I have the following data frame.
Input:
class id q1 q2 q3 q4
Ali 12 1 2 3 3
Tom 16 1 2 4 2
Tom 18 1 2 3 4
Ali 24 2 2 4 3
Ali 35 2 2 4 3
Tom 36 1 2 4 2
- class indicates the teacher's name,
- id indicates the student user ID, and,
- q1, q2, q3 and q4 indicate marks on different test questions
Requirement:
I am interested in finding potential cases of cheating. I hypothesise that if the students are in the same class and have similar scores on different questions, they are likely to have cheated. I realise it's a very naive assumption - I have just made up this example so that I can use this code in another context.
For example, looking at the class Tom, the IDs 16 and 36 have the same scores across the columns q1, q2, q3 and q4, which means that their score difference is zero (the difference between corresponding entries is zero).
Therefore, I want to calculate the row-wise sum of the absolute difference between multiple columns where the rows are grouped by class name. Based on this absolute difference, I want to include additional columns such as diff0, diff1, diff2 and diff3:
- diff0: For a given ID, this column lists all the other id's that have a pairwise difference of zero with this student, given that they belong to the same class.

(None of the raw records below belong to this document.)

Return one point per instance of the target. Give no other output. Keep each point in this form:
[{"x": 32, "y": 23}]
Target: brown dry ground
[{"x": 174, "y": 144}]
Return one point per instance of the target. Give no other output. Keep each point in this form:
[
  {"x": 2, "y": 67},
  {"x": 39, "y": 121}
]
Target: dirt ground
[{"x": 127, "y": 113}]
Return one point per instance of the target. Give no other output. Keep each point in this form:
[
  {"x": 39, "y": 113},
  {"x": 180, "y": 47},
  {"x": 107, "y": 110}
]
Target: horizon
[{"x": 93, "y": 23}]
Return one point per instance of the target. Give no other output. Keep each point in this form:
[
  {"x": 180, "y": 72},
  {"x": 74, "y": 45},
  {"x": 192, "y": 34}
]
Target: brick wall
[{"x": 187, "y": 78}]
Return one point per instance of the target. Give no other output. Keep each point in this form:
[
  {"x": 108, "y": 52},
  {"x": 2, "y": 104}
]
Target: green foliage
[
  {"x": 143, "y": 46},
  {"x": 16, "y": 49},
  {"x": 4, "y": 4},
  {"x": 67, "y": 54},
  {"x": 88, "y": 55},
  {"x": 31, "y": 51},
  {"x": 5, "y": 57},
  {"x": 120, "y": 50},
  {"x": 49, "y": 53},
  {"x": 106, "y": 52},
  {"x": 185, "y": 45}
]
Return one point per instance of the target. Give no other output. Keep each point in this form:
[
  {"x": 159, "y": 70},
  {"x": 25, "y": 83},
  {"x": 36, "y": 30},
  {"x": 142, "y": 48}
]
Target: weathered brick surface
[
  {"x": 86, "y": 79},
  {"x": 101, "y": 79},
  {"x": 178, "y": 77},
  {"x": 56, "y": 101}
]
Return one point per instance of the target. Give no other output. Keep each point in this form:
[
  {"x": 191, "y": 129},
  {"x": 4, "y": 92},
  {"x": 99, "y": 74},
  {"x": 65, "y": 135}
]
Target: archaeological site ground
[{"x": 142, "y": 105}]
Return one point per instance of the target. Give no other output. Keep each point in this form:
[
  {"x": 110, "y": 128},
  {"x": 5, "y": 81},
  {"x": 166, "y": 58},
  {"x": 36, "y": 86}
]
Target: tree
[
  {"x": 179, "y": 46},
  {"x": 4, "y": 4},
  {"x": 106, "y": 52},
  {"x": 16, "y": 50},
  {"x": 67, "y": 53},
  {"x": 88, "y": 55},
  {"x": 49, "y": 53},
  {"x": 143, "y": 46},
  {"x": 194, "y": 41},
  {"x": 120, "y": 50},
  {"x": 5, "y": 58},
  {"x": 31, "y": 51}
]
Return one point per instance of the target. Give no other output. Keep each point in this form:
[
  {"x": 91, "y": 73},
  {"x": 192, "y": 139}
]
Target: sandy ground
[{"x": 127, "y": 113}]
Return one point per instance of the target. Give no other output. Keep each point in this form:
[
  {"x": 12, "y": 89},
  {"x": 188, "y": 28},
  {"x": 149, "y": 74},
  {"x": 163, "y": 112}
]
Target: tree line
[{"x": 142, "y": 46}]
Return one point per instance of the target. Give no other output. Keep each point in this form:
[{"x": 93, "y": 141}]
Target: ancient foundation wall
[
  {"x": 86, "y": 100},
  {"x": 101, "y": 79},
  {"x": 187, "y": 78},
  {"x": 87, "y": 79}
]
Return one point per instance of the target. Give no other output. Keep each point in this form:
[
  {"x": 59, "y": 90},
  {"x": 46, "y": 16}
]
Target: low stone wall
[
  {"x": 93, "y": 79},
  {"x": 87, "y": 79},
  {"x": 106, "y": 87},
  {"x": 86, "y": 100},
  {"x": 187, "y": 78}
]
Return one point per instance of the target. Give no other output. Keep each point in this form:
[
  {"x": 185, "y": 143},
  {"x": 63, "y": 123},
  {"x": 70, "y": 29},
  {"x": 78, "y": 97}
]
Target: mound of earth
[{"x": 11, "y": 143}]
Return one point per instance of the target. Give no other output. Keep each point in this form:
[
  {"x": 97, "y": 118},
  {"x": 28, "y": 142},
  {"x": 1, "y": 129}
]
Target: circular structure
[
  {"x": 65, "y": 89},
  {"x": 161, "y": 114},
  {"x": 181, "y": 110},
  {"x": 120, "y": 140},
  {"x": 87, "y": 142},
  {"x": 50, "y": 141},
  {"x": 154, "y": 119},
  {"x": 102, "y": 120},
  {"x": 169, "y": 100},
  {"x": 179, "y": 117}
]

- diff1: For a given ID, this column lists all the other id's that have a pairwise difference of one with this student, given that they belong to the same class. and lastly,
- diff2: For a given ID, this column lists all the other id's that have a pairwise difference of three with this students, given that they belong to the same class etc.
My desired output is as below:
class id q1 q2 q3 q4 diff0 diff1 diff2 diff3
Ali 12 1 2 3 3 NA NA 24,35 NA
Tom 16 1 2 4 2 36 NA NA 18
Tom 18 1 2 3 4 NA NA NA 16,36
Ali 24 2 2 4 3 35 NA 12 NA
Ali 35 2 2 4 3 24 NA 12 NA
Tom 36 1 2 4 2 16 NA NA 18
Is it possible to achieve this using dplyr?
Related posts:
I have tried to look for related solutions, but none of them addresses the exact problem that I am facing, e.g.,
R - Calculate the differences in the column values between rows/ observations (all combinations), Creating new field that shows stringdist between two columns in R?, R Calculating difference between values in a column, and, R Calculate the difference between values from one to all the other columns
dput()
For your convenience, I am sharing data dput():
structure(list(class =
c("Ali", "Tom", "Tom", "Ali", "Ali", "Tom"),
id = c(12L, 16L, 18L, 24L, 35L, 36L),
q1 = c(1L, 1L, 1L, 2L, 2L, 1L),
q2 = c(2L, 2L, 2L, 2L, 2L, 2L),
q3 = c(3L, 4L, 3L, 4L, 4L, 4L),
q4 = c(3L, 2L, 4L, 3L, 3L, 2L)), row.names = c(NA, -6L), class = "data.frame")
Any help on this would be greatly appreciated!